Religion
- Affiliation: Zoroastrianism (Kadmi)
- Ecclesiastical or organisational status: Active
- Leadership: Trustees of the Banaji Atash Behram
- Year consecrated: 13 December 1845

Location
- Location: Thakurdwar, Charni Road, Mumbai, Maharashtra, India
- Interactive map of Seth Cowasji Behramji Banaji Atash Behram

= Seth Cowasji Behramji Banaji Atash Behram =

Zoroastrian fire temple in Mumbai, India

The Seth Cowasji Behramji Banaji Atash Behram, also known as the Banaji Atash Behram or Cawasjee Byramjee Atash Behram, is a historic Zoroastrian fire temple (Atash Behram) in Mumbai, India. It houses one of the highest-ranking sacred fires in India's Zoroastrian tradition.

== History ==
Consecrated in 1845, it is one of eight Atash Behrams in India and serves the Parsi community from both Kadmi and Shahenshahi calendars. The temple was built by Framji Cowasji Banaji, a Parsi merchant and philanthropist in memory of his parents, Seth Cowasji Behramji Banaji (also spelled Cawasjee Byramjee Banaji) and Bai Jaiji. It was co-funded with his brothers Curshedji and Rustomji and his nephew Dadabhai. IThe Banaji family, originally from the Surat region funded the project with a reported expenditure of around Rs. 1.5 lakhs.

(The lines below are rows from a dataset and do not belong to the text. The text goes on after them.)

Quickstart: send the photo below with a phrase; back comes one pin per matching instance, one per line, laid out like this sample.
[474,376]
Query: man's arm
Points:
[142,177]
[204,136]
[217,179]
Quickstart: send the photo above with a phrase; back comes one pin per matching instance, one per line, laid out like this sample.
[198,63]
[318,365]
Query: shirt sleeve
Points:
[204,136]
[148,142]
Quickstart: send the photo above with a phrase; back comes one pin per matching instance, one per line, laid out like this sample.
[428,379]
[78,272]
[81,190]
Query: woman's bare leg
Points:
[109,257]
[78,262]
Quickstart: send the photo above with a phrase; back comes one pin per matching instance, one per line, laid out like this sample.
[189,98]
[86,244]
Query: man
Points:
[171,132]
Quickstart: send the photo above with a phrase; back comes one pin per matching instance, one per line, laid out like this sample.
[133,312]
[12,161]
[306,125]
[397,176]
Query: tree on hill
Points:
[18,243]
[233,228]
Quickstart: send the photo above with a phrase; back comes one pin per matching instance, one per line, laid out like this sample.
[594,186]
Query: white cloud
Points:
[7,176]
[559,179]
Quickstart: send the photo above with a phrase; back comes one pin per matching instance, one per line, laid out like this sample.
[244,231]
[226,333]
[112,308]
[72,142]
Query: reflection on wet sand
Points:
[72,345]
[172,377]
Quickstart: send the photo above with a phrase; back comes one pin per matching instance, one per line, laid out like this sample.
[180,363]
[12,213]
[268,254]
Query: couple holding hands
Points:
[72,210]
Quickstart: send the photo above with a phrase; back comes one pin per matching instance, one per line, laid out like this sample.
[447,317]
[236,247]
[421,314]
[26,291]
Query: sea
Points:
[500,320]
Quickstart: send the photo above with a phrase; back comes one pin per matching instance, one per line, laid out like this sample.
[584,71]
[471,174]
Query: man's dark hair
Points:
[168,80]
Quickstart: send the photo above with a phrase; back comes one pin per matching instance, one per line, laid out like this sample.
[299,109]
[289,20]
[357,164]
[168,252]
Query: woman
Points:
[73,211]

Elaborate consecration rituals, including one year of eejashne-vendidad ceremonies, were performed under the leadership of Dasturji Jamshedji Edulji Jamaspasa (Shahenshahi) and Dasturji Bejonji Rustamji (Kadmi). The first buoi (offering) was made by Vada Dasturji Bejonji Rustamji. The fire was consecrated on 13 December 1845 (Roz Sarosh, Mah Khordad/Teshtar Tir, 1215 A.Y.)

The temple completed its 175th year in 2019.